Eleven additional studies were included in this update making a total of 30 trials which met the inclusion criteria, involving a total of 1816 participants with stable leg pain. The follow-up period ranged from two weeks to two years. The types of exercise varied from strength training to polestriding and upper or lower limb exercises; generally supervised sessions were at least twice a week. Most trials used a treadmill walking test for one of the outcome measures. Quality of the included trials was moderate, mainly due to an absence of relevant information. The majority of trials were small with 20 to 49 participants. Twenty trials compared exercise with usual care or placebo, the remainder of the trials compared exercise to medication (pentoxifylline, iloprost, antiplatelet agents and vitamin E) or pneumatic calf compression; people with various medical conditions or other pre-existing limitations to their exercise capacity were generally excluded.

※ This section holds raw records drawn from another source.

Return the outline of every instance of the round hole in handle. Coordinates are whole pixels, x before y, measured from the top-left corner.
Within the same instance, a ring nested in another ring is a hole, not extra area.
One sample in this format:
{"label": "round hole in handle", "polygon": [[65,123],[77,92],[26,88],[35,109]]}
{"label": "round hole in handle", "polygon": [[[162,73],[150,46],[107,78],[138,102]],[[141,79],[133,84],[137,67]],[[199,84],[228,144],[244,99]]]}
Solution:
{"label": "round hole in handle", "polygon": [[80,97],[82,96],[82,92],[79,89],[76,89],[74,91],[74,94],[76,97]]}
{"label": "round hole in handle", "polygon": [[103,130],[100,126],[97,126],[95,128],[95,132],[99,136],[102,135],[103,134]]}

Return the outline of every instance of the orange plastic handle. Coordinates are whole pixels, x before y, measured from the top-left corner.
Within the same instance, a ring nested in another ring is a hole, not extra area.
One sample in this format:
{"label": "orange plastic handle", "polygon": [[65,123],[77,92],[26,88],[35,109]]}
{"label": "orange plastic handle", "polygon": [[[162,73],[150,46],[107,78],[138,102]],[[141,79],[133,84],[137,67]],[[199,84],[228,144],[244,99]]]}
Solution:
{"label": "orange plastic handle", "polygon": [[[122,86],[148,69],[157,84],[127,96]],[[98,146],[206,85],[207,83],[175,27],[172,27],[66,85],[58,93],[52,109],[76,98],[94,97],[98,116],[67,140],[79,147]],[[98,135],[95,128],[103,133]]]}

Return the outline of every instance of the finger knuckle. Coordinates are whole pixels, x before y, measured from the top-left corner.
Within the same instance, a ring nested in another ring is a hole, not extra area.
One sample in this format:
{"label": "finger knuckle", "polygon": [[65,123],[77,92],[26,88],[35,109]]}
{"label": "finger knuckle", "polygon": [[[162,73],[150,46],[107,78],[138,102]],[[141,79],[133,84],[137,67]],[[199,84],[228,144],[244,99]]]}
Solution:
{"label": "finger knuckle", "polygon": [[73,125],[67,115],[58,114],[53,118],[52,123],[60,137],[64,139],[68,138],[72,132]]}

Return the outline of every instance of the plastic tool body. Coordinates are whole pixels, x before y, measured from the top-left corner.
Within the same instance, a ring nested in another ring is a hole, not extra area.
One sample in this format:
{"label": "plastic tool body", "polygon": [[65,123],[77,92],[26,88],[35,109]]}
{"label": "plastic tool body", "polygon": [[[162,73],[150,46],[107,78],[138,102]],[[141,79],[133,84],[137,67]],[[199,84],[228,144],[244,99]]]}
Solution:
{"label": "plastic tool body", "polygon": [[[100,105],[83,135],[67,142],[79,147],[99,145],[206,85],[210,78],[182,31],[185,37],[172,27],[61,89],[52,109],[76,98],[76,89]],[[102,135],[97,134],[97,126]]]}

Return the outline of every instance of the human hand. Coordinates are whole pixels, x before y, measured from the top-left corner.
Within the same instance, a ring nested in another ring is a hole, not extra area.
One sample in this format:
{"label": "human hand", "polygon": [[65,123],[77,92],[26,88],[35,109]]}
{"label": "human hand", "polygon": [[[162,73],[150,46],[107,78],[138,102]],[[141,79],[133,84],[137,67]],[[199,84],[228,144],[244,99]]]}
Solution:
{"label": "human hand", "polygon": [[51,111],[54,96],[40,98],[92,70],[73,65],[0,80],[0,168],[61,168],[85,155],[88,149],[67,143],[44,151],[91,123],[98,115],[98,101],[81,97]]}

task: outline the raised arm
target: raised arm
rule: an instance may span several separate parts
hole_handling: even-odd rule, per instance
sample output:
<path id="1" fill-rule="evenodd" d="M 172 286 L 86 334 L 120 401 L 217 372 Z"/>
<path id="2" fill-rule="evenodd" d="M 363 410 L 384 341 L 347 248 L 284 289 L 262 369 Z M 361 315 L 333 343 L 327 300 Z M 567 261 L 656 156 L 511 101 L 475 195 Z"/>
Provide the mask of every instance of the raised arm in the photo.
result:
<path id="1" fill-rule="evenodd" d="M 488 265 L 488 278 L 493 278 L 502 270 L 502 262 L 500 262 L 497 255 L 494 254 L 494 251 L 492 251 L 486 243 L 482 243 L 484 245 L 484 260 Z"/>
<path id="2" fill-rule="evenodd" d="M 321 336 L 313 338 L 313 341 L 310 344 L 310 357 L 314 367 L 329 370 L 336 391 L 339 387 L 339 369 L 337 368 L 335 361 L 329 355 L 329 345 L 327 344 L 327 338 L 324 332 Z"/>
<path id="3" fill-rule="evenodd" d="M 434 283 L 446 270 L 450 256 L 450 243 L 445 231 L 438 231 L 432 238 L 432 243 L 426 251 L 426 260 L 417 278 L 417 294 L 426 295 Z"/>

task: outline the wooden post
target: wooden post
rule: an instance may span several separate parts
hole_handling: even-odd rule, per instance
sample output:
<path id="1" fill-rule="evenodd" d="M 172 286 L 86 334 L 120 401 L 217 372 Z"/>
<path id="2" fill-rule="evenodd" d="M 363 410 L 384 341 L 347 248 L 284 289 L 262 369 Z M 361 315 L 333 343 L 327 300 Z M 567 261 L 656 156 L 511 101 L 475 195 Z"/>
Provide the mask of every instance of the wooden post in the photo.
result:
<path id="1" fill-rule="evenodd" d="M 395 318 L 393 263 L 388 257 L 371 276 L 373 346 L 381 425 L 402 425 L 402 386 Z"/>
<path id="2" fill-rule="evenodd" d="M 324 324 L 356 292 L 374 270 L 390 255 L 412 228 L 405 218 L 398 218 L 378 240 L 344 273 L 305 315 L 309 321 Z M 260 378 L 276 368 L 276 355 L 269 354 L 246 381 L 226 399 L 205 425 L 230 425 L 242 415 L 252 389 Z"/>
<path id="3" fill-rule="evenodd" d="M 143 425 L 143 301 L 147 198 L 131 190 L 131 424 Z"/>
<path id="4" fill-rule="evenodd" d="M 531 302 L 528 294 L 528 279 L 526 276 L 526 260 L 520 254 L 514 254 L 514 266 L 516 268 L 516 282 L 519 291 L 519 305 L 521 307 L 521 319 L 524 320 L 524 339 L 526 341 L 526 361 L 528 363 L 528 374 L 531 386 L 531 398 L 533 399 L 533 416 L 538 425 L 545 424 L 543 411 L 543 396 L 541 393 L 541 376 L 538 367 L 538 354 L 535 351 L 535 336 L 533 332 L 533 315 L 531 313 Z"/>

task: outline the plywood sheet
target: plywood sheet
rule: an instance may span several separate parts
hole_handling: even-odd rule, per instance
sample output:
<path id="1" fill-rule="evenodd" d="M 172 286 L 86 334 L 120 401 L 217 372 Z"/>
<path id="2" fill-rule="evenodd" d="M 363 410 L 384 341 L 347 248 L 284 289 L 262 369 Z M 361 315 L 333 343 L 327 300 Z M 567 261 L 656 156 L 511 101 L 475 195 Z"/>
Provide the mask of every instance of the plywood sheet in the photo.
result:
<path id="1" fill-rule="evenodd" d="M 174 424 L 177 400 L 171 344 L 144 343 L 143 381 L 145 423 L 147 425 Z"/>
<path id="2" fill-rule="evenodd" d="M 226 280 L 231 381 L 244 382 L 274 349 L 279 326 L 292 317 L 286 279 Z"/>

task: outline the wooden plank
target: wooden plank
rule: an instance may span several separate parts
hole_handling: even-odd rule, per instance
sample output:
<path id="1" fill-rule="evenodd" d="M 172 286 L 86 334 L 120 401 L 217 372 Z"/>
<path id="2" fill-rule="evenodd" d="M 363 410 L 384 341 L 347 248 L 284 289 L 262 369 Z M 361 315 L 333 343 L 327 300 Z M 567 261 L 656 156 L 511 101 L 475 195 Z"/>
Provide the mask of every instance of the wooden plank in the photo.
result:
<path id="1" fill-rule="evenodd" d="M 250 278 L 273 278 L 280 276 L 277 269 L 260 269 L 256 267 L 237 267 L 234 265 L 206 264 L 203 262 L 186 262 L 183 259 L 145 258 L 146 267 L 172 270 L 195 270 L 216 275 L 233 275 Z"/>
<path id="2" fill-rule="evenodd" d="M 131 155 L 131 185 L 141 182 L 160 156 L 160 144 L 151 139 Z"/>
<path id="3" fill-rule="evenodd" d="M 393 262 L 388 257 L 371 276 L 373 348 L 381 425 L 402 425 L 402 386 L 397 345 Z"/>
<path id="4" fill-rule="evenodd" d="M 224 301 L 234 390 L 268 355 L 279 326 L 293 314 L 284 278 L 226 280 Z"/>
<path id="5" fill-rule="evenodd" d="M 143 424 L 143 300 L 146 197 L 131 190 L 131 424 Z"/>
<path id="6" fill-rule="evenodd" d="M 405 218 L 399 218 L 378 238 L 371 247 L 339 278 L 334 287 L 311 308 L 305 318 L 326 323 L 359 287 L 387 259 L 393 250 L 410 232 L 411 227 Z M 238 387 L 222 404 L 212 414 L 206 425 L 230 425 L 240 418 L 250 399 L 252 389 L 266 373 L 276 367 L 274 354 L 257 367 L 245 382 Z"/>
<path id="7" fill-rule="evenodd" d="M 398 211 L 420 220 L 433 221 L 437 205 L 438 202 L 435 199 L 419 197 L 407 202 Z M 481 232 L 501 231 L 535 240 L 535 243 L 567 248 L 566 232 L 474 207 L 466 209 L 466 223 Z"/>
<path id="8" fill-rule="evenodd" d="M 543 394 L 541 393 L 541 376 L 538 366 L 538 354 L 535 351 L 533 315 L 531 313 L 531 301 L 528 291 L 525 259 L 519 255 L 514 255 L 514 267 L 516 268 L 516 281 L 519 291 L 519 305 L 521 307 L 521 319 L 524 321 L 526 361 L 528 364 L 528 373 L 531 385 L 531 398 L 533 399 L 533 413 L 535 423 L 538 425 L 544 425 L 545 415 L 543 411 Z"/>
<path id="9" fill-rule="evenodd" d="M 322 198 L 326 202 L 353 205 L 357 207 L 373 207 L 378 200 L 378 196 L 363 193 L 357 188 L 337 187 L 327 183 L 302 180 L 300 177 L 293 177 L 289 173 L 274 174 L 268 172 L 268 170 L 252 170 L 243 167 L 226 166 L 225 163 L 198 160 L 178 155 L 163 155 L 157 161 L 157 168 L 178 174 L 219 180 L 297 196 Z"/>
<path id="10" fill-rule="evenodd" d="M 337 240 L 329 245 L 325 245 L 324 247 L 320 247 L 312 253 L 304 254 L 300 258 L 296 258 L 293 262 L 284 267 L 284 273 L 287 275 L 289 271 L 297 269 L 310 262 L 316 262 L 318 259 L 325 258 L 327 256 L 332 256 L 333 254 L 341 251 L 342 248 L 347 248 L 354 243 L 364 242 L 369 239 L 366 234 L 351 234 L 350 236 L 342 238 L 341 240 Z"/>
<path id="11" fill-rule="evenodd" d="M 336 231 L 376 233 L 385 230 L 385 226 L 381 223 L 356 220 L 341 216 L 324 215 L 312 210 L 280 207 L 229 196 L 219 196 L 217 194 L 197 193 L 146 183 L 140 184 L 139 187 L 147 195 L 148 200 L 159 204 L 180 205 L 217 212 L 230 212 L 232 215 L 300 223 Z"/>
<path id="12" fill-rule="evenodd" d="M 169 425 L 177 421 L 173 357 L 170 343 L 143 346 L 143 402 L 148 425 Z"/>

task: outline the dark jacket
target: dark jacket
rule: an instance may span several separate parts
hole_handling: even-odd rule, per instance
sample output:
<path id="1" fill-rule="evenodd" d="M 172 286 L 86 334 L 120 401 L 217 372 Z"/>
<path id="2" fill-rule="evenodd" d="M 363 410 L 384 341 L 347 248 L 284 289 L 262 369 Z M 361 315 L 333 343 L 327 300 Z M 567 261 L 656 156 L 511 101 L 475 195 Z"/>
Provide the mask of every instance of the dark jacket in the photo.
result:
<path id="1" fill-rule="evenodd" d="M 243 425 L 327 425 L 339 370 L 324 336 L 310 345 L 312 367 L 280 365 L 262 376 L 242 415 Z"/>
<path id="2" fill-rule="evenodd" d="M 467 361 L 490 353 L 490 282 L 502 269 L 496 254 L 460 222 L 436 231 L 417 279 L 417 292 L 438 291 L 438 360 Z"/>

Overall, when taking the first time point reported in each of the studies, exercise significantly improved maximal walking time when compared with usual care or placebo: mean difference (MD) 4.51 minutes (95% confidence interval (CI) 3.11 to 5.92) with an overall improvement in walking ability of approximately 50% to 200%. Walking distances were also significantly improved: pain-free walking distance MD 82.29 metres (95% CI 71.86 to 92.72) and maximum walking distance MD 108.99 metres (95% CI 38.20 to 179.78). Improvements were seen for up to two years, and subgroup analyses were performed at three, six and 12 months where possible. Exercise did not improve the ABI (MD 0.05, 95% CI 0.00 to 0.09). The effect of exercise, when compared with placebo or usual care, was inconclusive on mortality, amputation and peak exercise calf blood flow due to limited data. No data were given on non-fatal cardiovascular events.

Quality of life measured using the Short Form (SF)-36 was reported at three and six months. At three months, physical function, vitality and role physical all significantly improved with exercise, however this was a limited finding as this measure was only reported in two trials. At six months five trials reported outcomes of a significantly improved physical summary score and mental summary score secondary to exercise. Only two trials reported improvements in other domains, physical function and general health.

Evidence was generally limited for exercise compared with antiplatelet therapy, pentoxifylline, iloprost, vitamin E and pneumatic foot and calf compression due to small numbers of trials and participants.